Details
- Date: 13 October 2023
- Location: Mühldorf, Upper Bavaria
- Country: Germany
- Incident type: Van crash

Statistics
- Passengers: 20+
- Deaths: 7
- Injured: 16

= Mühldorf van crash =

2023 fatal accident in Bavaria, Germany

On 13 October 2023, seven illegal immigrants were killed in a van crash in Mühldorf, Germany.

==Background==

In 2015, illegal immigration from Africa, Asia and Southeastern Europe to the developed countries of Europe increased greatly, with Germany being the most popular destination for economic migrants and those seeking asylum. The inflow has continued at a high level since then.

==Crash==
During the early hours of 13 October 2023, seven people were killed and about 16 others injured when the van they were travelling in crashed in Mühldorf district of Upper Bavaria in southeastern Germany. The van had Austrian license plates and increased its speed after the police began pursuing it.

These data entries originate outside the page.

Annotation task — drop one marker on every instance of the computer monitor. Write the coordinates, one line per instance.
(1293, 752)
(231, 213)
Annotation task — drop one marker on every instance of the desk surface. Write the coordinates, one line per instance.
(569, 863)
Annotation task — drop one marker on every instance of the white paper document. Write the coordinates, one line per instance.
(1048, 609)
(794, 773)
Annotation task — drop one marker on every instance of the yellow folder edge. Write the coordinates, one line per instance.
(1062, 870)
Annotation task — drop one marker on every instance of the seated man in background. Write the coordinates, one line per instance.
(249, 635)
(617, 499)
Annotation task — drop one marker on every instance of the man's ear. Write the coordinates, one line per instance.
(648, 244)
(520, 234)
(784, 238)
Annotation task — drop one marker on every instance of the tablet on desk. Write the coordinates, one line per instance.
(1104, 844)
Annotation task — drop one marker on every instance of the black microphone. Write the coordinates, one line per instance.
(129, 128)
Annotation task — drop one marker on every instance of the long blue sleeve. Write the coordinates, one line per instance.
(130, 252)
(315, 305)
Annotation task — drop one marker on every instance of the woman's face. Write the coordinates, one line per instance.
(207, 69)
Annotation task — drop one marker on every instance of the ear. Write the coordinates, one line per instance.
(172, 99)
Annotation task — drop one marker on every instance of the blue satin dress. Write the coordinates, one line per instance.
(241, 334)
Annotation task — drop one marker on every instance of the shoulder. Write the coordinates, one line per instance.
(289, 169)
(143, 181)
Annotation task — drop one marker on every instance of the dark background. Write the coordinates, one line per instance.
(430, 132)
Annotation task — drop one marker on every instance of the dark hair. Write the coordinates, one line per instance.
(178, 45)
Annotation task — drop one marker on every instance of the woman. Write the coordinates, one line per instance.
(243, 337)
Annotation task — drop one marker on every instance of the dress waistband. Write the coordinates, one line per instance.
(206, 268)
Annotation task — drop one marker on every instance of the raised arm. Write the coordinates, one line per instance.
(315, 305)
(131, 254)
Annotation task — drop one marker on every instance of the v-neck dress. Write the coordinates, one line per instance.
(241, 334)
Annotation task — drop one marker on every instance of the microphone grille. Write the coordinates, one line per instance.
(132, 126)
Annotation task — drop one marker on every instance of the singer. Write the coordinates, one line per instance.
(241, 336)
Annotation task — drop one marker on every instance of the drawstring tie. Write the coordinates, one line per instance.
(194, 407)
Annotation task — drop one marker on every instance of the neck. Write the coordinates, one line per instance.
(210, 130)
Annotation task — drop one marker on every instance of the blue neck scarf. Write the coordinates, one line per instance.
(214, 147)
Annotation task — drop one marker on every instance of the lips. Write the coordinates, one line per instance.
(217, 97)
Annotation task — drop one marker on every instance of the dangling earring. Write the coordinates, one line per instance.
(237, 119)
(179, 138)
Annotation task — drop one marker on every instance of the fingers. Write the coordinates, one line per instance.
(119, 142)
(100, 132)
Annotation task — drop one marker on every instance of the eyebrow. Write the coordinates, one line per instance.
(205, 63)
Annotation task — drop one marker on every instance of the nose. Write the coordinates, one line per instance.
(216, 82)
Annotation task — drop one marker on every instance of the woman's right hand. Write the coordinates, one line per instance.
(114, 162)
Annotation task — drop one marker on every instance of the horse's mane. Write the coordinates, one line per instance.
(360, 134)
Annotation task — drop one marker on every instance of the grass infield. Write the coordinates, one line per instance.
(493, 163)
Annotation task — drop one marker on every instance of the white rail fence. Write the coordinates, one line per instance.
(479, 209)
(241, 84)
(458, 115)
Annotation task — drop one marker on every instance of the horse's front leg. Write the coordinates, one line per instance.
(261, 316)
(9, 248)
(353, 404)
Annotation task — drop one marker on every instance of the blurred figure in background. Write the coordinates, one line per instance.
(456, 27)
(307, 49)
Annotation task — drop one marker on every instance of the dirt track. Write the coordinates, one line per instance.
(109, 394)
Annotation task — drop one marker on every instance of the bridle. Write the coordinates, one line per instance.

The van was designed to carry nine people, but it was carrying over 20 passengers when it crashed and overturned on the A94 motorway near the Ampfing/Waldkraiburg junction. The driver and suspected smuggler, a 24-year-old stateless man living in Austria, was injured and tried to flee the scene. He was arrested and taken to hospital. The passengers were illegal immigrants from Syria and Turkey.